O acadêmco Raimundo Magalhães Júnior – nome hoje lembrado porque era o pai da carnavalesca Rosa Magalhães – traduziu a peça de Tennessee Wiliams, Cat on a hot tin roof, como Gata em teto de zinco quente. Millor Fernandes não perdeu tempo ao saber dessa tradução, representou numa charge uma gata (ou seria um gato?) de cabeça para baixo, andando sobre um teto, desafiando a lei da gravidade. Teto esse que nem quente era, pelo menos na charge. Passaram trinta anos, e quando a peça é encenada no Brasil, permanece o título: Gata em teto de zinco quente. Se ainda fosse uma peça surrealista...
Outro erro de tradução – esse mais escondido dentro da obra – ocorreu num livro sobre guerra vertido do inglês para o português. O editor do mesmo, ao ler os originais, intrigou-se com os encontros que Hitler mantinha com um tal de General Staff; em certo momento, mandou chamar o tradutor, o famoso escritor Marques Rabelo.
-“Você não sabe que General Staff é Estado-Maior?”
-“Eu nem sei inglês.”- respondeu Marques Rabelo.
Há, contudo, as traduções praticamente impossíveis. Dia desses, pelo telefone, Léozinho enveredou pela infância de Napoleão Bonaparte:
-“Ele era chamado pelos seus colegas de escola de Napadonez.”
Como traduzir esse trocadilho para a nossa língua sem perder o nariz (nez, em francês)? Impossível.
O próprio Léozinho, agora no restaurante Tarantino, tratou das traduções indiretas; obras redigidas em alemão, por exemplo, e que conhecemos em português através de traduções do francês.
-“O Feliciano de Castilho fez uma boa tradução do Fausto de Goethe, mas do francês.”
Sem nada falar, para não interromper o Léozinho, lembramos que essa obra máxima da literatura alemã inspirou algumas óperas, entre elas a Danação de Fausto de Berlioz. A Canção do Rato, recitada por Mefistófoles, que comprara a alma de Fausto, ganhou na ópera de Berlioz um formidável acompanhamento orquestral; não fez, porem, sucesso, o que levou o compositor Rossini a comentar:
-“A Canção do Rato não fez sucesso porque não havia um só gato pingado na platéia.”

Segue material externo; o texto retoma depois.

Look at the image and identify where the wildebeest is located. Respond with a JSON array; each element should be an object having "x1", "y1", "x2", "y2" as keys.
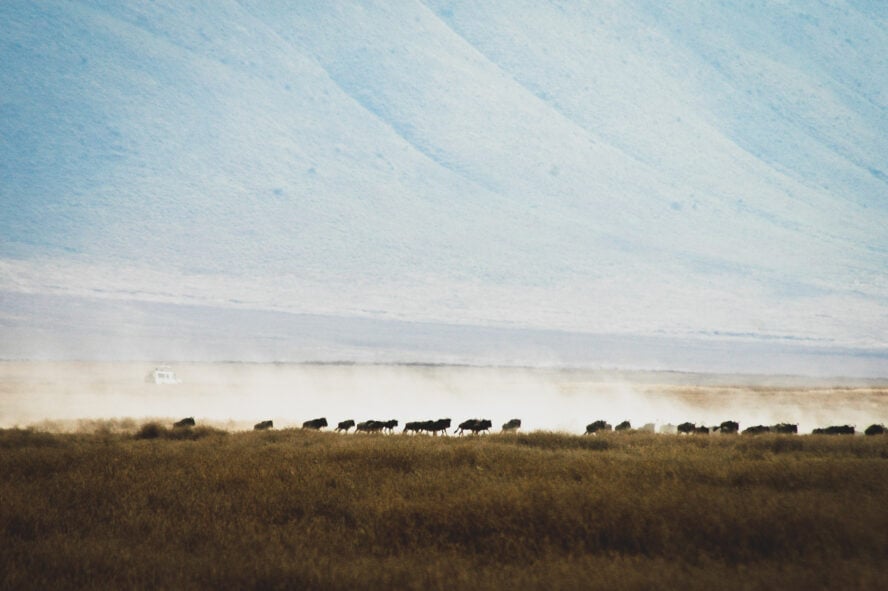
[
  {"x1": 584, "y1": 420, "x2": 613, "y2": 435},
  {"x1": 615, "y1": 420, "x2": 632, "y2": 432},
  {"x1": 456, "y1": 419, "x2": 492, "y2": 435},
  {"x1": 335, "y1": 419, "x2": 355, "y2": 433},
  {"x1": 773, "y1": 423, "x2": 798, "y2": 434},
  {"x1": 403, "y1": 420, "x2": 424, "y2": 434},
  {"x1": 502, "y1": 419, "x2": 522, "y2": 432},
  {"x1": 403, "y1": 419, "x2": 450, "y2": 435},
  {"x1": 694, "y1": 426, "x2": 710, "y2": 435},
  {"x1": 864, "y1": 424, "x2": 885, "y2": 436},
  {"x1": 742, "y1": 425, "x2": 771, "y2": 435},
  {"x1": 382, "y1": 419, "x2": 398, "y2": 433},
  {"x1": 677, "y1": 422, "x2": 696, "y2": 435},
  {"x1": 714, "y1": 420, "x2": 739, "y2": 434},
  {"x1": 356, "y1": 420, "x2": 385, "y2": 433},
  {"x1": 813, "y1": 425, "x2": 854, "y2": 435},
  {"x1": 302, "y1": 417, "x2": 328, "y2": 430},
  {"x1": 455, "y1": 419, "x2": 473, "y2": 435},
  {"x1": 426, "y1": 418, "x2": 451, "y2": 436},
  {"x1": 476, "y1": 419, "x2": 493, "y2": 434},
  {"x1": 173, "y1": 417, "x2": 195, "y2": 428},
  {"x1": 253, "y1": 420, "x2": 273, "y2": 430}
]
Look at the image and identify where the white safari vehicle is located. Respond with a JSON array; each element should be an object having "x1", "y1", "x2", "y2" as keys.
[{"x1": 146, "y1": 366, "x2": 181, "y2": 384}]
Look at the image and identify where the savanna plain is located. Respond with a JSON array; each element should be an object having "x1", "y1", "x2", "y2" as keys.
[{"x1": 2, "y1": 363, "x2": 888, "y2": 590}]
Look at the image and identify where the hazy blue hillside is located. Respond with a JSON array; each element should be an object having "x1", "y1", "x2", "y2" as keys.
[{"x1": 1, "y1": 1, "x2": 886, "y2": 370}]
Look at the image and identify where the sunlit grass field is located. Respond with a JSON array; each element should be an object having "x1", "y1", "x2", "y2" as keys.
[{"x1": 2, "y1": 426, "x2": 887, "y2": 590}]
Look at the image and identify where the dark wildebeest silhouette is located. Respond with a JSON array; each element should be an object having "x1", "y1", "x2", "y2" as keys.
[
  {"x1": 455, "y1": 419, "x2": 474, "y2": 435},
  {"x1": 335, "y1": 420, "x2": 355, "y2": 433},
  {"x1": 714, "y1": 420, "x2": 739, "y2": 434},
  {"x1": 456, "y1": 419, "x2": 492, "y2": 435},
  {"x1": 426, "y1": 418, "x2": 451, "y2": 436},
  {"x1": 694, "y1": 426, "x2": 710, "y2": 435},
  {"x1": 502, "y1": 419, "x2": 522, "y2": 432},
  {"x1": 173, "y1": 417, "x2": 195, "y2": 428},
  {"x1": 585, "y1": 420, "x2": 613, "y2": 435},
  {"x1": 743, "y1": 425, "x2": 771, "y2": 435},
  {"x1": 475, "y1": 419, "x2": 493, "y2": 434},
  {"x1": 813, "y1": 425, "x2": 854, "y2": 435},
  {"x1": 677, "y1": 422, "x2": 696, "y2": 435},
  {"x1": 356, "y1": 420, "x2": 385, "y2": 433},
  {"x1": 773, "y1": 423, "x2": 798, "y2": 434},
  {"x1": 382, "y1": 419, "x2": 398, "y2": 433},
  {"x1": 254, "y1": 420, "x2": 273, "y2": 430},
  {"x1": 302, "y1": 417, "x2": 328, "y2": 430},
  {"x1": 403, "y1": 420, "x2": 424, "y2": 434},
  {"x1": 615, "y1": 420, "x2": 632, "y2": 432},
  {"x1": 864, "y1": 424, "x2": 885, "y2": 436}
]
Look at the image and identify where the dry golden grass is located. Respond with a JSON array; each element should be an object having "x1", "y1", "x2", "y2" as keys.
[{"x1": 2, "y1": 427, "x2": 887, "y2": 590}]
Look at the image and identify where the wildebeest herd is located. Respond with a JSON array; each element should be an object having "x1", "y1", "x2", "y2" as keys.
[
  {"x1": 169, "y1": 416, "x2": 887, "y2": 436},
  {"x1": 581, "y1": 419, "x2": 866, "y2": 435}
]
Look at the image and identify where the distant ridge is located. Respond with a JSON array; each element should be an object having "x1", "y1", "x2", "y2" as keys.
[{"x1": 1, "y1": 1, "x2": 886, "y2": 366}]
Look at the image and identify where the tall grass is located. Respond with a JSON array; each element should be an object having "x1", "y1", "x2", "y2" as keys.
[{"x1": 2, "y1": 427, "x2": 886, "y2": 590}]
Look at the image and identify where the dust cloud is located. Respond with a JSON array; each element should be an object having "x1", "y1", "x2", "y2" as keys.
[{"x1": 1, "y1": 362, "x2": 886, "y2": 434}]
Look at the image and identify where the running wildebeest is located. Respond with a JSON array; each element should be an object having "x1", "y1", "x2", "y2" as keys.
[
  {"x1": 302, "y1": 417, "x2": 328, "y2": 430},
  {"x1": 455, "y1": 419, "x2": 476, "y2": 435},
  {"x1": 694, "y1": 426, "x2": 710, "y2": 435},
  {"x1": 476, "y1": 419, "x2": 493, "y2": 434},
  {"x1": 456, "y1": 419, "x2": 492, "y2": 435},
  {"x1": 403, "y1": 420, "x2": 424, "y2": 434},
  {"x1": 253, "y1": 420, "x2": 273, "y2": 430},
  {"x1": 502, "y1": 419, "x2": 522, "y2": 432},
  {"x1": 615, "y1": 420, "x2": 632, "y2": 432},
  {"x1": 864, "y1": 424, "x2": 886, "y2": 436},
  {"x1": 356, "y1": 420, "x2": 385, "y2": 433},
  {"x1": 585, "y1": 420, "x2": 613, "y2": 435},
  {"x1": 426, "y1": 418, "x2": 451, "y2": 436},
  {"x1": 714, "y1": 420, "x2": 739, "y2": 434},
  {"x1": 382, "y1": 419, "x2": 398, "y2": 433},
  {"x1": 677, "y1": 422, "x2": 696, "y2": 435},
  {"x1": 773, "y1": 423, "x2": 798, "y2": 434},
  {"x1": 335, "y1": 420, "x2": 355, "y2": 433},
  {"x1": 743, "y1": 425, "x2": 771, "y2": 435},
  {"x1": 813, "y1": 425, "x2": 854, "y2": 435},
  {"x1": 173, "y1": 417, "x2": 195, "y2": 428}
]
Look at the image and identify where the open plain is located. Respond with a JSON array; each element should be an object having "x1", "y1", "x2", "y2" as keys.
[
  {"x1": 2, "y1": 362, "x2": 888, "y2": 589},
  {"x1": 2, "y1": 425, "x2": 888, "y2": 590}
]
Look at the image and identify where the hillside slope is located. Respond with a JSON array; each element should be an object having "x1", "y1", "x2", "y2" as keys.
[{"x1": 1, "y1": 1, "x2": 886, "y2": 365}]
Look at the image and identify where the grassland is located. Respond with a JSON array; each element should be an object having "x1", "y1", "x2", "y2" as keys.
[{"x1": 2, "y1": 426, "x2": 887, "y2": 590}]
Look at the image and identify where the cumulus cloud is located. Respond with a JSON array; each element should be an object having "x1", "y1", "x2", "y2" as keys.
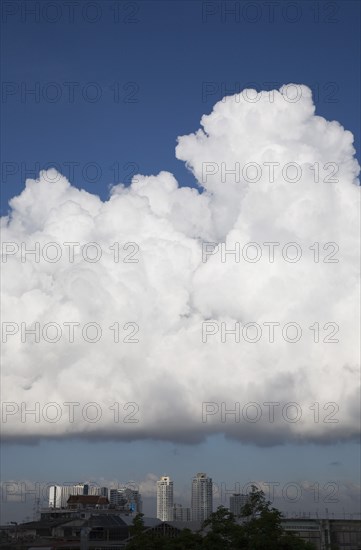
[{"x1": 1, "y1": 84, "x2": 360, "y2": 445}]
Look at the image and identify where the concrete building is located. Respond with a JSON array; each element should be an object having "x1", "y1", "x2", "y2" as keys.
[
  {"x1": 157, "y1": 476, "x2": 174, "y2": 521},
  {"x1": 191, "y1": 473, "x2": 213, "y2": 522},
  {"x1": 109, "y1": 488, "x2": 142, "y2": 513},
  {"x1": 11, "y1": 515, "x2": 361, "y2": 549},
  {"x1": 125, "y1": 488, "x2": 142, "y2": 514},
  {"x1": 109, "y1": 489, "x2": 128, "y2": 508},
  {"x1": 66, "y1": 495, "x2": 109, "y2": 510},
  {"x1": 281, "y1": 518, "x2": 361, "y2": 550},
  {"x1": 281, "y1": 518, "x2": 323, "y2": 548},
  {"x1": 100, "y1": 487, "x2": 109, "y2": 498},
  {"x1": 173, "y1": 504, "x2": 191, "y2": 522},
  {"x1": 48, "y1": 484, "x2": 101, "y2": 508},
  {"x1": 48, "y1": 485, "x2": 62, "y2": 509},
  {"x1": 229, "y1": 493, "x2": 249, "y2": 516}
]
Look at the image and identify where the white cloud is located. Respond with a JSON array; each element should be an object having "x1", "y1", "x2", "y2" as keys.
[{"x1": 1, "y1": 84, "x2": 360, "y2": 445}]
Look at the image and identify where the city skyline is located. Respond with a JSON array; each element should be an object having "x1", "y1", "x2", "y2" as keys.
[
  {"x1": 2, "y1": 481, "x2": 360, "y2": 549},
  {"x1": 1, "y1": 0, "x2": 360, "y2": 537},
  {"x1": 2, "y1": 461, "x2": 360, "y2": 524}
]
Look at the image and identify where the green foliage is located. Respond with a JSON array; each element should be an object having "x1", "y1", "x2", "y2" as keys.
[
  {"x1": 163, "y1": 528, "x2": 203, "y2": 549},
  {"x1": 201, "y1": 505, "x2": 241, "y2": 549},
  {"x1": 125, "y1": 489, "x2": 317, "y2": 549},
  {"x1": 129, "y1": 512, "x2": 145, "y2": 538},
  {"x1": 237, "y1": 485, "x2": 317, "y2": 550},
  {"x1": 126, "y1": 513, "x2": 165, "y2": 549}
]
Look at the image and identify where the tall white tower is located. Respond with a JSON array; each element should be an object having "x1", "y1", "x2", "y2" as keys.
[
  {"x1": 156, "y1": 476, "x2": 174, "y2": 521},
  {"x1": 191, "y1": 472, "x2": 213, "y2": 522},
  {"x1": 49, "y1": 485, "x2": 62, "y2": 508}
]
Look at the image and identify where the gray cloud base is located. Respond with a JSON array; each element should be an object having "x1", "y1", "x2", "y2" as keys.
[{"x1": 2, "y1": 85, "x2": 360, "y2": 445}]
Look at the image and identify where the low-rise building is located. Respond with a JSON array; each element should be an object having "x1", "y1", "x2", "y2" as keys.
[
  {"x1": 281, "y1": 518, "x2": 361, "y2": 550},
  {"x1": 67, "y1": 495, "x2": 109, "y2": 510}
]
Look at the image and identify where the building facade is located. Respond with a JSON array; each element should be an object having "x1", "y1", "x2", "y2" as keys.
[
  {"x1": 191, "y1": 473, "x2": 213, "y2": 522},
  {"x1": 66, "y1": 495, "x2": 109, "y2": 510},
  {"x1": 173, "y1": 504, "x2": 191, "y2": 522},
  {"x1": 229, "y1": 493, "x2": 249, "y2": 516},
  {"x1": 125, "y1": 488, "x2": 142, "y2": 514},
  {"x1": 13, "y1": 515, "x2": 361, "y2": 550},
  {"x1": 49, "y1": 485, "x2": 62, "y2": 508},
  {"x1": 157, "y1": 476, "x2": 174, "y2": 521},
  {"x1": 48, "y1": 483, "x2": 100, "y2": 508},
  {"x1": 281, "y1": 518, "x2": 361, "y2": 550},
  {"x1": 100, "y1": 486, "x2": 109, "y2": 498},
  {"x1": 109, "y1": 488, "x2": 142, "y2": 513},
  {"x1": 109, "y1": 489, "x2": 128, "y2": 508}
]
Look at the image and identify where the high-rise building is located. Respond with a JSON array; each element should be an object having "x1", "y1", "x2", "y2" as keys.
[
  {"x1": 49, "y1": 485, "x2": 62, "y2": 508},
  {"x1": 109, "y1": 489, "x2": 127, "y2": 508},
  {"x1": 157, "y1": 476, "x2": 174, "y2": 521},
  {"x1": 125, "y1": 488, "x2": 142, "y2": 514},
  {"x1": 173, "y1": 504, "x2": 191, "y2": 522},
  {"x1": 109, "y1": 488, "x2": 142, "y2": 513},
  {"x1": 229, "y1": 493, "x2": 249, "y2": 516},
  {"x1": 191, "y1": 473, "x2": 213, "y2": 522},
  {"x1": 100, "y1": 487, "x2": 109, "y2": 498}
]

Bem, prossigamos com a peroração do Léozinho sobre as traduções, naquele nosso erudito almoço no Tarantino:
-“A tradução, Carlinhos, tem de ser também uma obra de arte, e não uma simples mudança de um idioma para o outro. Veja as obras de Dostoievsky: sempre nos chegaram através de traduções indiretas, principalmente do francês. Agora, há um tradutor que tem familaridade com a cultura, a língua e a literatura russa, e que nos indica muitas contrafações que houve ao passarem as obras de Dostoievsky para o português.”
Sem tomar fôlego, prosseguiu:
-“O conto do Dostoievsky, Noites Brancas, por exemplo; trata-se do branco que se vai tornando mais transparente no fenômeno típico de São Petersburgo entre 21 de junho e 1° de julho.”
Outra questão que o Léozinho chamou a atenção, baseado nesse profundo conhecedor da língua russa e de Dostoievsky, é a relação muita profunda entre o estado de espírito das personagens e a sua linguagem. Esse ponto é interessante, como os assinantes do Biscoito Molhado poderão constatar, e até mesmo identificar exemplos próximos, como veremos:
“...Mas, na medida em que as personagens vão entrando em conflito com seu universo social e consigo mesmos, a linguagem fica mais complexa. Há momentos em que a personagem se torna quase que incompreensível...”
Não parece o Sílvio Carello?... Só falta mesmo o farol de milha... Alguém, talvez, resmungue:
-“Sílvio, um personagem de Dostoievsky?!...”
Ora, o autor russo foi o primeiro grande escritor a trazer o povo miserável para o primeiro plano, para o proscênio da literatura, e o Sílvio Carello, mesmo hoje, não apaga da nossa memória a sua choradeira pelo seu escasso salário no passado recente.
Como o assunto é vasto, e mais vasta ainda é a erudição do Léozinho, não tivemos tempo, na nossa conversa, de tratar das traduções faladas, ou seja, das dublagens. Como sempre encontramos lugar no Biscoito Molhado para qualquer assunto perdido, aí vai um trecho, ou melhor, uma frase de um dublador do Robert Mitchum, num filme que assistíamos na TVA.
-“Me dá um chopis.”
Mudei de canal sem esperar que ele pedisse dois pastel.